DOASKDOTELL MOVIE REVIEWs of The Hours, Personal Velocity, Evening

 

Title:  The Hours

Release Date:  2002

Nationality and Language: USA/UK/Canada; English

Running time: 110 min

MPAA Rating:PG-13

Distributor and Production Company:  Paramount/Miramax

Director; Writer: Stephen Daldry; based on the novel (1998) The Hours by Paul Cunnimgham, which is in turn inspired by Virginia Woolf’s novel Mrs. Dalloway. Paul Cunningham won the Human Rights Campaign’s National Equality Award in 1998 for this novel.

Producer:

Cast:   Nicole Kidman, Julianne Moore, Meryl Streep, Ed Harris, Allison Janney

Technical:

Relevance to doaskdotell site:

Review:

 

This film was interesting to me in the technical way it handles telling three interconnected stories in parallel, separated in time by decades.  Rather than bargain on a conventional rooting interest in one character, the movie takes the form of a kind of rondo with variations.

 

The anchor (and most convincing) third of this Cantor set is the original story in 1921 (Britain) of Virginia Woolf (Nicole Kidman), writing her novel Mrs. Dalloway about a woman giving a party. Her family tells her, “You have two lives, the life you live and the life you write.” She has hired a typesetter for publishing, and the typesetter threatens to quit over her typos. The scenes of the old-fashioned typesetting equipment are quite striking for modern connoisseurs of desktop and on-demand publishing.

 

The second story concerns a 50s southern California housewife Laura Brown (Julianne Moore) who will use the novel to deal with her own medical and suicidal issues, but live through them. The third story concerns her little boy who grows up to be a gay man (played by Ed Harris) and writer who will die in 2001 of AIDS. The depiction of him as a Person with AIDS is quite graphic: emaciated, mangy chest hair turned gray, face and body covered with apthous sores and balding legs invaded by Kaposi’s Sarcoma.  Book editor Clarissa Vaughan (Meryl Streep) wants to give him a party, but the suicide issue will come first. The scene takes place in the East Village the winter before 9-11. 

 

The screenplay technical transitions and dissolves from one time period to another are rather simple and direct, without any need to funnel everything through some kind of omniscient observer.

 

Another, smaller, trifurcated film with feminist viewpoint is Personal Velocity, from United Artists and written and directed by Rebecca Miller. The film appeared to be shot on DV. Here there is a narrator (John Ventimiglia) who tells the connected stories of three women sequentially. There is Delia (Kyra Sedgwick) who has left her husband for a shelter and then working-class life as a single parent. Then Greta (Parker Posey) is a New York publishing house editor who deals with issues of fidelity and sexual attraction. Finally Paula (Fairuza Balk) goes on a journey in the Catskills with a young hitchhiker. The short stories are miniatures and episodes that do not come close to answering the questions that they pose. Remember how we studied short stories in high school English class? We had to know them in detail for tests.  It’s grammar and literature. 

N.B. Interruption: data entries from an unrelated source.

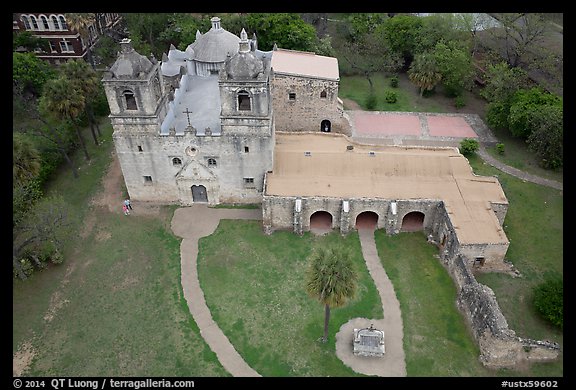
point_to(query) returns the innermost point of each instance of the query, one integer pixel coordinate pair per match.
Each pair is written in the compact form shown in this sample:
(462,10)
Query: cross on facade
(187,112)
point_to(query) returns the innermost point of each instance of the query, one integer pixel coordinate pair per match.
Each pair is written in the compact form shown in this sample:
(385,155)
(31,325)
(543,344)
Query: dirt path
(191,223)
(392,364)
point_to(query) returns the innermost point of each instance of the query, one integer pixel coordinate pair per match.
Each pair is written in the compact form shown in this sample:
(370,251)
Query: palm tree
(87,81)
(81,23)
(424,72)
(331,279)
(62,99)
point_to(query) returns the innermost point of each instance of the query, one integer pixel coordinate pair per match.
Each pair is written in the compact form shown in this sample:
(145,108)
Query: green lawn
(254,286)
(115,306)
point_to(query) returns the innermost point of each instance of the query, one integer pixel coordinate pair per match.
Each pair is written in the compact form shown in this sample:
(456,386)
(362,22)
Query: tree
(28,42)
(63,100)
(502,82)
(520,33)
(29,73)
(25,160)
(331,279)
(145,28)
(468,146)
(402,32)
(286,30)
(81,22)
(88,83)
(455,65)
(549,301)
(424,72)
(41,235)
(368,55)
(58,136)
(25,169)
(547,137)
(526,107)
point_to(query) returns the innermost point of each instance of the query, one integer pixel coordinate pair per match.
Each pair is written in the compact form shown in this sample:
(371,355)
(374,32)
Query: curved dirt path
(191,223)
(517,172)
(393,363)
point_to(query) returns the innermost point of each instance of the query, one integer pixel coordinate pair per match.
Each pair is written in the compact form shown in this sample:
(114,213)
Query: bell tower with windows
(134,91)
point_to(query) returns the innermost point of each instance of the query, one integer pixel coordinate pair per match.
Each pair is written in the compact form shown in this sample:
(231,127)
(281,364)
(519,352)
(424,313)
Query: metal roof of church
(215,45)
(301,63)
(329,169)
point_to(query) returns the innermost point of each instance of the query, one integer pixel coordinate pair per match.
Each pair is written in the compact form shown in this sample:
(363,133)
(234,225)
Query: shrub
(459,102)
(390,97)
(371,101)
(468,146)
(548,301)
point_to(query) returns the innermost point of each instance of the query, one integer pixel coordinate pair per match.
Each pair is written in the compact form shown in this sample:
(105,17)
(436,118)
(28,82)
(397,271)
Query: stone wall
(499,345)
(307,111)
(237,157)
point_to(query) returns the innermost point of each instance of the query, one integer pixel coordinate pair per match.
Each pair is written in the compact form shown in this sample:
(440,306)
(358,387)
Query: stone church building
(224,122)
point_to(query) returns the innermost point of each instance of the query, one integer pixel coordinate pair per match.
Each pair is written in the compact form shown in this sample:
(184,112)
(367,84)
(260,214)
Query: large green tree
(29,73)
(424,72)
(402,33)
(286,30)
(520,34)
(87,82)
(331,279)
(547,136)
(455,65)
(62,99)
(81,22)
(502,82)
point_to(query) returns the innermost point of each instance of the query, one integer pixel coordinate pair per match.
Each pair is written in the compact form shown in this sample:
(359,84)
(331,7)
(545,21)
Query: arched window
(63,22)
(130,100)
(34,22)
(244,101)
(44,20)
(26,22)
(55,22)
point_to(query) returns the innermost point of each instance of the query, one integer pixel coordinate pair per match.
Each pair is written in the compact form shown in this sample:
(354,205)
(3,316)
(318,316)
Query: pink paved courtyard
(387,124)
(449,126)
(413,124)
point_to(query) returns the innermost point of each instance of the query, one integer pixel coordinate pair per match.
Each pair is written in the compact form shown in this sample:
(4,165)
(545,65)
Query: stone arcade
(224,122)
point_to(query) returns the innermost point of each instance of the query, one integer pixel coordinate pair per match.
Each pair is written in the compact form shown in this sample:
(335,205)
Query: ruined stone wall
(499,345)
(307,110)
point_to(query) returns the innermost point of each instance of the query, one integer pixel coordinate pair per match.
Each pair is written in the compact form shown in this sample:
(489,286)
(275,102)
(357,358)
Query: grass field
(115,306)
(254,286)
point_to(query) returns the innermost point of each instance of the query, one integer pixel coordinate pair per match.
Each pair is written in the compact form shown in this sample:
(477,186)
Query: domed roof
(216,44)
(130,64)
(244,64)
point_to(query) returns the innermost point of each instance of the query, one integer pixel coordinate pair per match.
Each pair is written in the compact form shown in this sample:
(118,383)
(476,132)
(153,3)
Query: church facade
(198,127)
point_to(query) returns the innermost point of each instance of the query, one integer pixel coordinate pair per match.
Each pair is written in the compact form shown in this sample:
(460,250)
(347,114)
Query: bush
(468,146)
(390,97)
(548,301)
(371,101)
(459,102)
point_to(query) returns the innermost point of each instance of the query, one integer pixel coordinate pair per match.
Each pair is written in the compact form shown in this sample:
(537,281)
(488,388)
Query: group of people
(126,207)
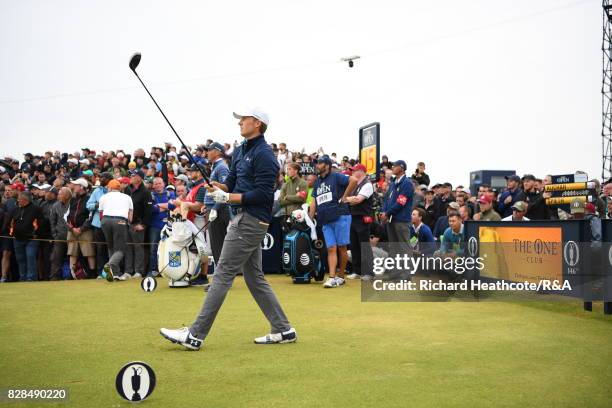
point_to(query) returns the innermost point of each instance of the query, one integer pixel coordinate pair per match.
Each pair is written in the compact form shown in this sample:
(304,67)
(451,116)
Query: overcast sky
(463,86)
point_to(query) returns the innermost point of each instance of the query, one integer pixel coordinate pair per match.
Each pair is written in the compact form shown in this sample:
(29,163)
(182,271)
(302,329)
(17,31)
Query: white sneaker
(290,336)
(183,337)
(330,283)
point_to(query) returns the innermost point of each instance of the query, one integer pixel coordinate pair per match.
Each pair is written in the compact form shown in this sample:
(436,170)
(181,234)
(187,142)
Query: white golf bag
(180,252)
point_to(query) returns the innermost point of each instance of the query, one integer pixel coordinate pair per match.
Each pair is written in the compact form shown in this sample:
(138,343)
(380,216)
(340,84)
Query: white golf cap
(257,113)
(81,182)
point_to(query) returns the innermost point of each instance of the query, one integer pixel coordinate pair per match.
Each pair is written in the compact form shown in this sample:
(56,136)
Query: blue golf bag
(301,257)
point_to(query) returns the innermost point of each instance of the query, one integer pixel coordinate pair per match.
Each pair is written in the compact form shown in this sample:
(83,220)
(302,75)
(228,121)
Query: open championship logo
(571,253)
(135,381)
(268,242)
(472,246)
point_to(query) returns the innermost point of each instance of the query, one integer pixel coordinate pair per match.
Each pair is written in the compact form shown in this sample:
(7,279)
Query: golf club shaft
(176,134)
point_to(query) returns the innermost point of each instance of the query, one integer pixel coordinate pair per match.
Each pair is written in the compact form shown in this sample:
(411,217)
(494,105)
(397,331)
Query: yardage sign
(369,148)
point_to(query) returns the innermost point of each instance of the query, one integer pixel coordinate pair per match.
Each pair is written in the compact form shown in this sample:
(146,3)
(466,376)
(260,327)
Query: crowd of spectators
(51,223)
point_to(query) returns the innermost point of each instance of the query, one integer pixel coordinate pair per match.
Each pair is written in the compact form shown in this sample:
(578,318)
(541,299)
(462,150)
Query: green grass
(78,335)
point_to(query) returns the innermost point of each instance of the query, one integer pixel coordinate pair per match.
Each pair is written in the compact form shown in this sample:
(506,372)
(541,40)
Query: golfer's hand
(212,215)
(219,196)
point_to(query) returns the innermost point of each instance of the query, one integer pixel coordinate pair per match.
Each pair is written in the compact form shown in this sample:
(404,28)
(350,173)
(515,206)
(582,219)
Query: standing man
(330,192)
(249,188)
(141,197)
(218,215)
(25,222)
(117,210)
(96,223)
(80,235)
(360,202)
(397,210)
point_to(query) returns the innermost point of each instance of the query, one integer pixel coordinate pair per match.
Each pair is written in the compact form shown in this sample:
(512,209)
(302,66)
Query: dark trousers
(44,259)
(361,251)
(101,250)
(60,249)
(217,231)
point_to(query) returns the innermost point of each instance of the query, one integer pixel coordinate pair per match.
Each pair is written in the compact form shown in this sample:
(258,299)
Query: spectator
(58,216)
(420,176)
(161,208)
(442,222)
(486,210)
(294,191)
(422,240)
(25,222)
(96,223)
(45,248)
(465,212)
(397,211)
(362,215)
(117,211)
(333,214)
(518,212)
(535,202)
(10,205)
(80,234)
(453,240)
(511,195)
(142,205)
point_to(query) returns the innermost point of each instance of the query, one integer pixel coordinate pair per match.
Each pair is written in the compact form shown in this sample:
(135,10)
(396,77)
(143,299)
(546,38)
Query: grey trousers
(241,252)
(115,233)
(134,254)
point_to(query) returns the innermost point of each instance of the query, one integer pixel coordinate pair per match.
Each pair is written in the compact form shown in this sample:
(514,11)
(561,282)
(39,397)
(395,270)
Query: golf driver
(134,61)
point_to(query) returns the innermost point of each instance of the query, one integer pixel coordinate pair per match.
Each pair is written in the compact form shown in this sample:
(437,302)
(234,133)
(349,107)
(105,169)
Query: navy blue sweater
(253,174)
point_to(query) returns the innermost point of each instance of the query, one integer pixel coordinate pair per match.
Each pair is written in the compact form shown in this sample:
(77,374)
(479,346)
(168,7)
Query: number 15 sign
(369,148)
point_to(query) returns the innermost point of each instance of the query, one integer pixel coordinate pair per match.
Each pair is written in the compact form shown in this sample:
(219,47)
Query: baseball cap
(18,186)
(81,182)
(529,177)
(114,184)
(138,173)
(358,167)
(183,178)
(485,199)
(325,159)
(520,206)
(454,205)
(590,208)
(217,146)
(577,206)
(255,112)
(400,163)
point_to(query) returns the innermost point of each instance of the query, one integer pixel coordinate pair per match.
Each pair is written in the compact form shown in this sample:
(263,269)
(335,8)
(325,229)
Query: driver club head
(134,61)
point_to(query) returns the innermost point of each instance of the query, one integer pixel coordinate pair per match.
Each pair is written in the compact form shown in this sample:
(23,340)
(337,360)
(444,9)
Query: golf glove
(219,196)
(212,215)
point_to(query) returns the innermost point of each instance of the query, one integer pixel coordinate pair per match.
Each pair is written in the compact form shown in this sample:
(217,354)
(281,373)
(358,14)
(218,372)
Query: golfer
(249,189)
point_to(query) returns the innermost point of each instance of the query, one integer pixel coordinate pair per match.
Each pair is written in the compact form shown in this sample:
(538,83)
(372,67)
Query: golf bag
(301,257)
(180,251)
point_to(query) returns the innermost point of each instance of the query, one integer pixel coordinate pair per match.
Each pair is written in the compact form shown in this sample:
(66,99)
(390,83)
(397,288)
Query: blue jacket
(423,240)
(92,205)
(159,217)
(253,174)
(399,202)
(219,174)
(327,192)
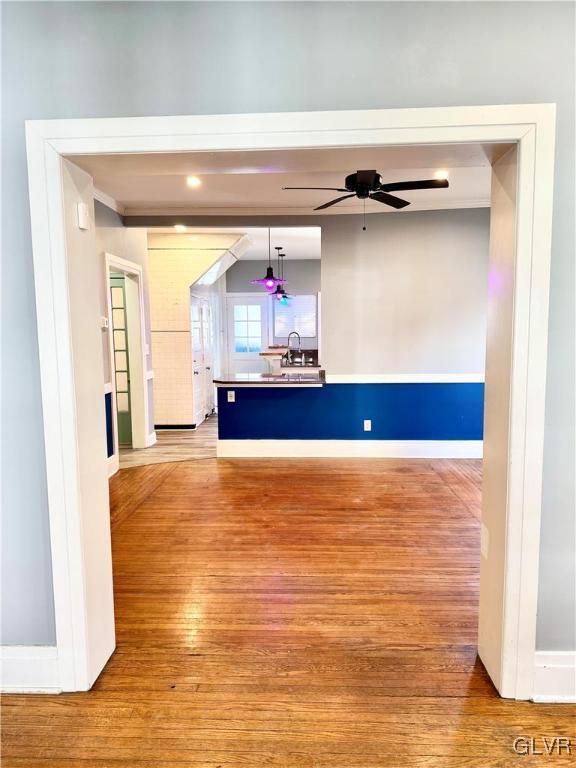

Evening (2007, Focus / Hart-Sharp / Bavaria, dir. Lajos Koltai, novel by Susan Minot, 110 min, PG-13, USA/Germany). In Newport, RI, Ann Grant Lord is dying, with the aid of an evening nurse (Eileen Atkins) and daughters. She recalls a complicated love affair a half-century before, when she was maid of honor to a wedding of Lila (now Meryl Streep, who also comes to the house), and had to deal with the wild likeable but alchohol-prone brother (Hugh Dancy) who pulls a stunt (jumping off a cliff) only to be struck by a car. During the incident Ann fell in love with a young doctor (Patrick Wilson). The complexities of the story get chopped up in the flashbacks, and the flow is not as clear as in other movies of this type. At one point, The Great Gatsby is mentioned, but this retrospective film seems less effective than the more straightforward classic.